Well, now I am going to have to dig that long-unused Xbox Kinect full-body controller out of its box somewhere and reconnect the gadget that took last holiday shopping season by storm. Frankly, after jumping my way through a few test games, me and my family pretty much forgot about that black bar and mess of extra wires sitting beneath our HDTV. And when we moved our home a month ago and didn't' unpack the Kinect, no one seemed to notice.

But this week in Cannes, Microsoft gave me a reason to reconnect my Kinect, at least for another test period. They previewed for the first time the long-rumored ad units for gesture-based gaming, now dubbed NUads. As outlined in the video below, the ad tools allow a viewer of Xbox Live on their game console to do things like hover over and activate an ad on screen using the standard Kinect interface. Once in the ad you can perform a range of interactive functions like speak commands to share the content on social nets, email or text TV show reminders to yourself or vote in polls. There is even a command for finding nearby dealers in a car ad.
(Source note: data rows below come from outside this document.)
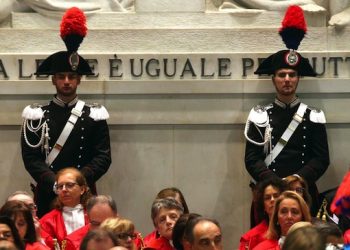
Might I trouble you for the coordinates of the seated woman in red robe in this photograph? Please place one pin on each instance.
(70, 214)
(290, 208)
(267, 192)
(21, 214)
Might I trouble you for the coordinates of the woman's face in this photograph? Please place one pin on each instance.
(289, 212)
(68, 190)
(270, 195)
(126, 239)
(21, 225)
(5, 233)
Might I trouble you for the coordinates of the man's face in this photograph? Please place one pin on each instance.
(286, 82)
(66, 84)
(207, 236)
(99, 213)
(165, 221)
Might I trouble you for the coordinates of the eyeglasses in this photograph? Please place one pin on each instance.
(125, 236)
(68, 186)
(284, 74)
(299, 190)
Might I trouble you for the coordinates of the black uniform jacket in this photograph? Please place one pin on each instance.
(305, 154)
(87, 147)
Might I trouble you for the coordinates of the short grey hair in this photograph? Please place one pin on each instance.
(167, 203)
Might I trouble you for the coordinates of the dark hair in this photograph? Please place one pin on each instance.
(13, 209)
(98, 234)
(101, 199)
(276, 183)
(81, 181)
(188, 233)
(17, 240)
(304, 238)
(179, 229)
(172, 192)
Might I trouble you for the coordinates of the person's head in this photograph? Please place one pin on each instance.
(71, 188)
(173, 192)
(100, 208)
(286, 82)
(123, 230)
(98, 239)
(304, 238)
(67, 67)
(22, 217)
(289, 209)
(202, 234)
(268, 191)
(330, 232)
(165, 213)
(179, 229)
(26, 198)
(298, 184)
(8, 232)
(66, 84)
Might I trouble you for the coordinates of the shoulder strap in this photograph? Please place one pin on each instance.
(282, 142)
(75, 114)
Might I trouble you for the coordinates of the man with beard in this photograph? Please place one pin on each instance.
(287, 137)
(66, 132)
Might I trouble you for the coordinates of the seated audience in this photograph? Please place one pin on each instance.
(98, 239)
(69, 215)
(267, 192)
(298, 184)
(21, 215)
(289, 209)
(202, 233)
(99, 208)
(171, 192)
(164, 213)
(124, 231)
(304, 238)
(179, 229)
(8, 232)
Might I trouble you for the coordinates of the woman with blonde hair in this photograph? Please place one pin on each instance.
(124, 230)
(289, 209)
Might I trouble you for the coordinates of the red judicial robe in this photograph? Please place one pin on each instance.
(254, 236)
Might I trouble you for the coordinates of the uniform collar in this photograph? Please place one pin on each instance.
(290, 105)
(62, 104)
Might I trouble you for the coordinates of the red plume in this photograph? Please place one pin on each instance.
(73, 28)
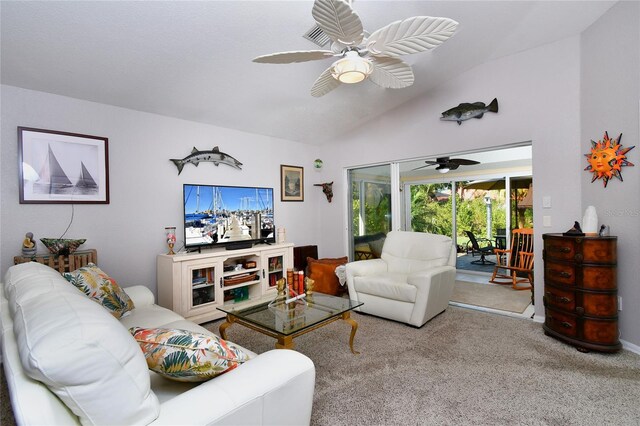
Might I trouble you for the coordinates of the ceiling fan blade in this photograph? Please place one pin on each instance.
(411, 35)
(324, 84)
(391, 73)
(295, 56)
(422, 167)
(341, 23)
(463, 162)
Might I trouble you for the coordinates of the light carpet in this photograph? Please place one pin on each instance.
(464, 367)
(494, 296)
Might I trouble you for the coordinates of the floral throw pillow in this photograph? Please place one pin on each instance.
(186, 356)
(100, 287)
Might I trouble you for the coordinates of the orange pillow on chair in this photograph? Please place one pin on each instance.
(323, 273)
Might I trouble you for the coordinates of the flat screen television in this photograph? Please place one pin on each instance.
(230, 216)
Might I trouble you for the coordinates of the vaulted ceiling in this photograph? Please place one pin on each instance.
(192, 60)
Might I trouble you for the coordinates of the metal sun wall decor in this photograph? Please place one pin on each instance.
(606, 159)
(214, 156)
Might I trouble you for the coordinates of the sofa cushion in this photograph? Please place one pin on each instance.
(186, 356)
(79, 351)
(323, 273)
(100, 287)
(388, 286)
(407, 252)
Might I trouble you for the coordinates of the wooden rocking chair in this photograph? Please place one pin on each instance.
(515, 266)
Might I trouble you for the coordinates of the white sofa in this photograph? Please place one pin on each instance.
(95, 372)
(412, 281)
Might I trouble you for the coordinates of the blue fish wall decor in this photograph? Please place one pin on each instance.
(466, 111)
(214, 156)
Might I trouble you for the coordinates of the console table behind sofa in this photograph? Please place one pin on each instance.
(63, 263)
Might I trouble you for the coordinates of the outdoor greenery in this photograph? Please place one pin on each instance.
(377, 207)
(431, 207)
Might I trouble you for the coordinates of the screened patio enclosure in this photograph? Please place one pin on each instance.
(488, 199)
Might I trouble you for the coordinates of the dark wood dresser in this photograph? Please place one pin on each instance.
(581, 292)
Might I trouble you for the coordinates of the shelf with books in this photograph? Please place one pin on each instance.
(202, 276)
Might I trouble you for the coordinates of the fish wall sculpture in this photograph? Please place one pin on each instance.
(214, 156)
(466, 111)
(327, 189)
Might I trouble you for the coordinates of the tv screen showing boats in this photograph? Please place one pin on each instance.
(233, 216)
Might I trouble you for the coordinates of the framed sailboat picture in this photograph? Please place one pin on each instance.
(62, 167)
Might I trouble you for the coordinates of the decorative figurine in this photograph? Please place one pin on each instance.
(28, 245)
(171, 238)
(575, 230)
(280, 285)
(308, 285)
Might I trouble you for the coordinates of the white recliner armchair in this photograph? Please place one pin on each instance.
(412, 281)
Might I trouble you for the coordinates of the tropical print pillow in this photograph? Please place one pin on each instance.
(186, 356)
(100, 287)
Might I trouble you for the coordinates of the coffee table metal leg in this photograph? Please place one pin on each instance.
(223, 327)
(284, 342)
(354, 327)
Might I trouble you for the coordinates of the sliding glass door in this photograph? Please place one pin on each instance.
(370, 211)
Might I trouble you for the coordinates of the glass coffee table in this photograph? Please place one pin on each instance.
(284, 322)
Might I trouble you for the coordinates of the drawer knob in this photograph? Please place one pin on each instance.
(561, 299)
(562, 249)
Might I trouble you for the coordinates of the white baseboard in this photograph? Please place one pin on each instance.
(630, 346)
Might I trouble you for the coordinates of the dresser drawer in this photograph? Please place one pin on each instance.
(559, 248)
(562, 299)
(599, 250)
(599, 277)
(597, 304)
(563, 323)
(600, 331)
(561, 273)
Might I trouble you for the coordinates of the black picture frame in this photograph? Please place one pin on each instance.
(291, 183)
(62, 167)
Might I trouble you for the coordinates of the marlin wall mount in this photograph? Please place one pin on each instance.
(214, 156)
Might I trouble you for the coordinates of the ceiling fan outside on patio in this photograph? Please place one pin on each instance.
(444, 164)
(361, 57)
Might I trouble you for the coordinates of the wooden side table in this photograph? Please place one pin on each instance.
(64, 263)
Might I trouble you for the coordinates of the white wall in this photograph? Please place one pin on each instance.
(145, 189)
(538, 93)
(610, 90)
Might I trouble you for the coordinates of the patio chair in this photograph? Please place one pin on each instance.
(515, 266)
(485, 249)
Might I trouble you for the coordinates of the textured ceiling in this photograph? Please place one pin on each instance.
(192, 60)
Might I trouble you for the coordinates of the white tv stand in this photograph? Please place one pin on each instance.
(195, 284)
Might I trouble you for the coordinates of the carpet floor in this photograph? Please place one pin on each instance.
(492, 296)
(464, 367)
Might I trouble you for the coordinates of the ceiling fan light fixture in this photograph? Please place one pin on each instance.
(351, 69)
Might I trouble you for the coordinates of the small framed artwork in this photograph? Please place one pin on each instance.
(291, 183)
(62, 167)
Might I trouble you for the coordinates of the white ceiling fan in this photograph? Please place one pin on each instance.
(361, 57)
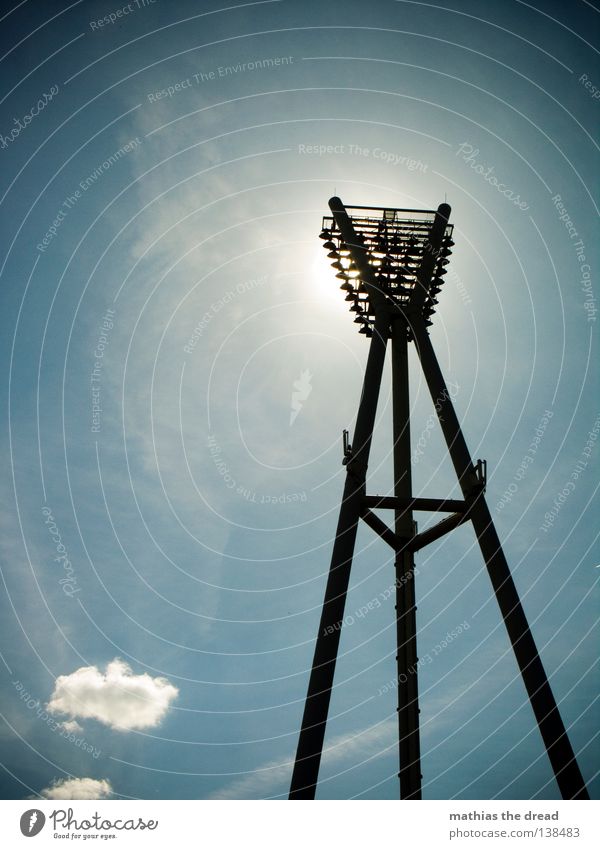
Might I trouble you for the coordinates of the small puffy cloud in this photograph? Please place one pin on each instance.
(116, 697)
(77, 788)
(72, 726)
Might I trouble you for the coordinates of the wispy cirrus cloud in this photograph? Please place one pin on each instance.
(273, 779)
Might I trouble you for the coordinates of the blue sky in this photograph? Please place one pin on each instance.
(166, 526)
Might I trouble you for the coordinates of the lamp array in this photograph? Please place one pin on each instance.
(395, 246)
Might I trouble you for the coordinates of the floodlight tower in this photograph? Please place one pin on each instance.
(391, 263)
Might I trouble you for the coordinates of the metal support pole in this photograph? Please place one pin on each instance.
(560, 752)
(406, 630)
(312, 732)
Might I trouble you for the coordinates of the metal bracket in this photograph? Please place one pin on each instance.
(347, 448)
(481, 475)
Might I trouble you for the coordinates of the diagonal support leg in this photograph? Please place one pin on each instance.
(558, 746)
(312, 732)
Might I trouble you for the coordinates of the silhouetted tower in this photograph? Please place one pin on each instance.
(391, 263)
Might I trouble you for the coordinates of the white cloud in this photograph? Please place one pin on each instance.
(72, 726)
(117, 697)
(273, 779)
(77, 788)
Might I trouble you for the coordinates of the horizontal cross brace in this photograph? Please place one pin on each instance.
(432, 505)
(419, 540)
(432, 534)
(380, 527)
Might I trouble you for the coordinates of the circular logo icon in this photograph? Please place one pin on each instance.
(32, 822)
Much of the interactivity demonstrated in the video below and outlined by Cannes attendees I have been reading seem like pretty small potatoes. Using hand and voice gestures to interact with an ad or even to use the on board Kinect cam to plop a picture of yourself in an ad scene really just amount to using a different interface to perform tasks that could be performed on a controller. The big idea here does not seem to be functionality so much as the heightened engagement of gestures and voice.

Ok. I will be the party pooper here. As much as gesture-based interactivity sounds like a wet dream for engagement junkies, my admittedly limited use of the Kinect interface did not convince me that consumers would be eager to play along. The enormous engagement seen on tactile interfaces like touch screens are not a precedent. There is a major difference between swiping and tapping a 10 inch iPad screen and waving your arms in the air and holding a hand aloft until the Kinect cams recognize you. When the Xbox added more interface support for the Kinect earlier this year I tried using it for manipulating multimedia playback. I discovered soon enough that the large swing gestures necessary to get across screen after screen of options sent me back to the hand controller in pretty short order. 

Perhaps I am lazy, but the incredible efficiencies in the abstracted interactions of a digital controller became apparent to me in minutes. Lazy? Maybe. I prefer to think of myself as, well, just American.